I cannot simply rewrite this as (op (log f1) (log f2)). If op were *, this would be clearly wrong. What I need to do is find an operation in log-space that has the effect of op after exponentiation.

   (log (op f1 f2))  <===>  ((logequiv op) (log f1) (log f2))

         (logequiv *) = +
         (logequiv /) = -
         (logequiv +) = log-sum

         (logequiv if) = ????

.
We know that * becomes +, / becomes -, + becomes log-sum, but we should find the log-space equivalent of ‘if’.

         (logequiv if) = if

.
It turns out that if simply stays if, so the transformation above is legal.

With the change from exact probabilities to floating-point operations in log space, we get about a factor of 10 improvement in performance. Now we can cluster hundreds of data points rather than only dozens. There are two more substantial speedups to apply.

2 comments:

Anonymous said...

No need to consider log equivalency for IF.

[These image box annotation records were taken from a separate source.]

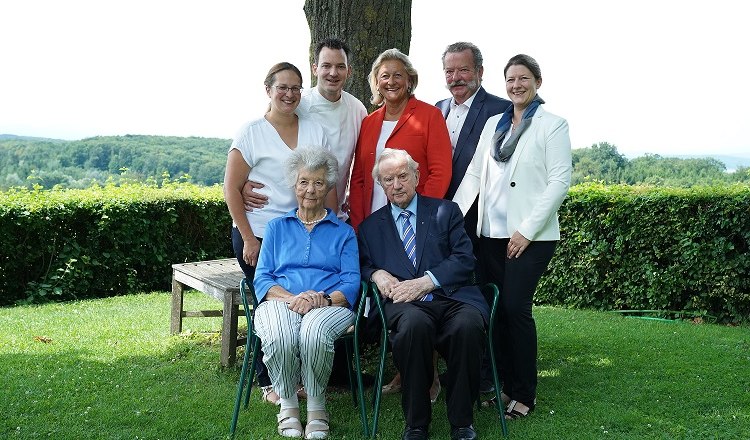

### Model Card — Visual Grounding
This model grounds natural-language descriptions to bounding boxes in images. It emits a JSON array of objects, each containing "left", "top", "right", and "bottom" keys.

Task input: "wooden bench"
[{"left": 170, "top": 258, "right": 246, "bottom": 367}]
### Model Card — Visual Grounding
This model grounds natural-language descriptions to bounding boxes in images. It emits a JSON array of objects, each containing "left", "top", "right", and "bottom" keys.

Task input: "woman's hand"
[
  {"left": 242, "top": 237, "right": 260, "bottom": 267},
  {"left": 371, "top": 269, "right": 398, "bottom": 299},
  {"left": 506, "top": 231, "right": 531, "bottom": 258},
  {"left": 288, "top": 290, "right": 328, "bottom": 315}
]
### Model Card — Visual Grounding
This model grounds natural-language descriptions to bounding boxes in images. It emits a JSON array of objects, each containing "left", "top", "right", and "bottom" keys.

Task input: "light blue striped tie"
[{"left": 398, "top": 211, "right": 432, "bottom": 301}]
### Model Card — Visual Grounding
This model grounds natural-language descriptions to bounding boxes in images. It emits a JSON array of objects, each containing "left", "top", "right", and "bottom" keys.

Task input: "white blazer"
[{"left": 453, "top": 106, "right": 573, "bottom": 241}]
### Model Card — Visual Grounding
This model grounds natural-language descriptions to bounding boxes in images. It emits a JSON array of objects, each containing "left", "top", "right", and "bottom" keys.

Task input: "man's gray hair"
[
  {"left": 372, "top": 148, "right": 419, "bottom": 182},
  {"left": 284, "top": 147, "right": 339, "bottom": 189},
  {"left": 441, "top": 41, "right": 484, "bottom": 70}
]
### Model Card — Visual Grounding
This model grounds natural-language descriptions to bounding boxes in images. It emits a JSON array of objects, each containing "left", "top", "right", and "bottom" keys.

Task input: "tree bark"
[{"left": 303, "top": 0, "right": 411, "bottom": 111}]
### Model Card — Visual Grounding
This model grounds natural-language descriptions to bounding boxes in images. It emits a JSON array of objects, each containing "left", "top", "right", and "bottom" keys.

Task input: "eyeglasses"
[
  {"left": 297, "top": 179, "right": 328, "bottom": 191},
  {"left": 273, "top": 86, "right": 302, "bottom": 95},
  {"left": 379, "top": 173, "right": 412, "bottom": 188}
]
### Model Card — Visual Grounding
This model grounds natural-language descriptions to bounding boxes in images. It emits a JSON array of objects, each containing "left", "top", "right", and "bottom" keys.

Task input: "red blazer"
[{"left": 349, "top": 96, "right": 452, "bottom": 230}]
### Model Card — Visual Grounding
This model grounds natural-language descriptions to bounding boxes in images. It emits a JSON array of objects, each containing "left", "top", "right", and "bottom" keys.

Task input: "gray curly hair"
[{"left": 284, "top": 147, "right": 339, "bottom": 189}]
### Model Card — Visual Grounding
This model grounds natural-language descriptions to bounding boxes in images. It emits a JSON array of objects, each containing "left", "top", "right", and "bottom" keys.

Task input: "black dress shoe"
[
  {"left": 401, "top": 426, "right": 430, "bottom": 440},
  {"left": 451, "top": 425, "right": 478, "bottom": 440}
]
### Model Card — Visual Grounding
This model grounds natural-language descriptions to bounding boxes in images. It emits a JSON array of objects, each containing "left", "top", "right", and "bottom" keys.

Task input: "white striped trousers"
[{"left": 255, "top": 300, "right": 354, "bottom": 399}]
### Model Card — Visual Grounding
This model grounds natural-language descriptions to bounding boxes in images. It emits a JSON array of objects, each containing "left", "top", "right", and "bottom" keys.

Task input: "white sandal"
[
  {"left": 276, "top": 408, "right": 302, "bottom": 438},
  {"left": 305, "top": 411, "right": 329, "bottom": 439}
]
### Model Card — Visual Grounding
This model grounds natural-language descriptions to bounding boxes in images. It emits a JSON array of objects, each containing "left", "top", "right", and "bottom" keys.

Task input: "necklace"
[{"left": 297, "top": 209, "right": 328, "bottom": 226}]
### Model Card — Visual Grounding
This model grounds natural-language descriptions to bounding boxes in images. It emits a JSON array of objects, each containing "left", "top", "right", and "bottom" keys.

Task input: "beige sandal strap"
[{"left": 305, "top": 411, "right": 330, "bottom": 439}]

(FUN (IF X Y Z)) == (IF X (FUN Y) (FUN Z))

Always. Since IF is not a function, you need to consider evaluation order, nothing else.

Joe Marshall said...

I disagree just a bit. We're using IF to paste together two partial functions: the one for the case that X is true, the other for the case X is false. We'd like to be sure our resulting function is well-defined over the domain of interest, and because our predicate is binary we're ok.

But what if we had a language with `fuzzy' predicates that indicate a blend between truth and falsehood. We'd need to figure out how that blend would map into the log space. In other words, we do need to consider the log-space version of if, but because it is simply a discontinuity at a single point, the equivalent version is trivially the same.